L’egemonia sul territorio è totale, ma il 12 dicembre 2008, due
lavoratori ivoriani vengono feriti, uno dei due in gravissime
condizioni. La sera stessa, centinaia di stranieri – anche loro, come i
ragazzi feriti, impiegati e sfruttati nei campi – si radunano per
protestare. I politici intervengono, fanno promesse, ma da allora poco
è cambiato. Inaspettatamente, però, il 14 di dicembre, ovvero a due
soli giorni dall’aggressione, il colpevole viene arrestato e il movente
risulta essere violenza a scopo estorsivo nei riguardi della comunità
degli africani. La popolazione in piazza a Rosarno, contro la presenza
della ‘ndrangheta che domina come per diritto naturale, non era mai
accaduto negli anni precedenti.

Eppure, proprio in quel paese, una parte della società, storicamente,
aveva sempre avuto il coraggio di resistere. Ne fu esempio Peppe
Valarioti, che in piazza disse: "Non ci piegheremo", riferendosi al
caso in cui avesse vinto le elezioni comunali. E quando accadde fu
ucciso. Dopo di allora il silenzio è calato nelle strade calabresi.
Nessuno si ribella. Solo gli africani lo fanno.

E facendolo difendono la cittadinanza per tutti i calabresi, per tutti
gli italiani. Difendono il diritto di lavorare e di vivere
dignitosamente e difendono il diritto della terra. L’agricoltura era
una risorsa fondamentale che i meccanismi mafiosi hanno lentamente
disgregato facendola diventare ambito di speculazioni criminali. Gli
africani che si sono rivoltati erano tutti venuti in Italia su barconi.
E si sono ribellati tutti, clandestini e regolari. Perche da tutti le
organizzazioni succhiano risorse, sangue, danaro.

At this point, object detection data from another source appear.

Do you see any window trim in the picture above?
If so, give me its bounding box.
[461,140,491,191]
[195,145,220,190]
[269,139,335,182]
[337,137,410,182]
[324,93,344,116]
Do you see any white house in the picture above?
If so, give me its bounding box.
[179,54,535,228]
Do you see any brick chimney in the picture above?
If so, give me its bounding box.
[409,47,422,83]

Sulla rivolta di Rosarno, in questi giorni, è uscito un libretto assai
necessario da leggere con un titolo in cui credo molto. "Gli africani
salveranno Rosarno. E, probabilmente, anche l’Italia" di Antonello
Mangano, edito da Terrelibere. La popolazione africana ha immesso nel
tessuto quotidiano del sud Italia degli anticorpi fondamentali per
fronteggiare la mafia, anticorpi che agli italiani sembrano mancare.
Anticorpi che nascono dall’elementare desiderio di vivere.

L’omertà non gli appartiene e neanche la percezione che tutto è sempre
stato così e sempre lo sarà. La necessità di aprirsi nuovi spazi di
vita non li costringe solo alla sopravvivenza ma anche alla difesa del
diritto. E questo è l’inizio per ogni vera battaglia contro le cosche.
Per il pubblico internazionale risulta davvero difficile spiegarsi
questo generale senso di criminalizzazione verso i migranti. Fatto poi
da un paese, l’Italia, che ha esportato mafia in ogni angolo della
terra, le cui organizzazioni criminali hanno insegnato al mondo come
strutturare organizzazioni militari e politiche mafiose. Che hanno
fatto sviluppare il commercio della coca in Sudamerica con i loro
investimenti, che hanno messo a punto, con le cinque famiglie mafiose
italiane newyorkesi, una sorta di educazione mafiosa all’estero.

Oggi, come le indagini dell’FBI e della DEA dimostrano, chiunque voglia
fare attività economico-criminali a New York che siano kosovari o
giamaicani, georgiani o indiani devono necessariamente mediare con le
famiglie italiane, che hanno perso prestigio ma non rispetto. Altro
esempio eclatante è Vito Roberto Palazzolo che ha colonizzato persino
il Sudafrica rendendolo per anni un posto sicuro per latitanti, come le
famiglie italiane sono riuscite a trasformare paesi dell’est in loro
colonie d’investimento e come dimostra l’ultimo dossier di Legambiente
le mafie italiane usano le sponde africane per intombare rifiuti
tossici (in una sola operazione in Costa D’Avorio, dall’Europa, furono
scaricati 851 tonnellate di rifiuti tossici).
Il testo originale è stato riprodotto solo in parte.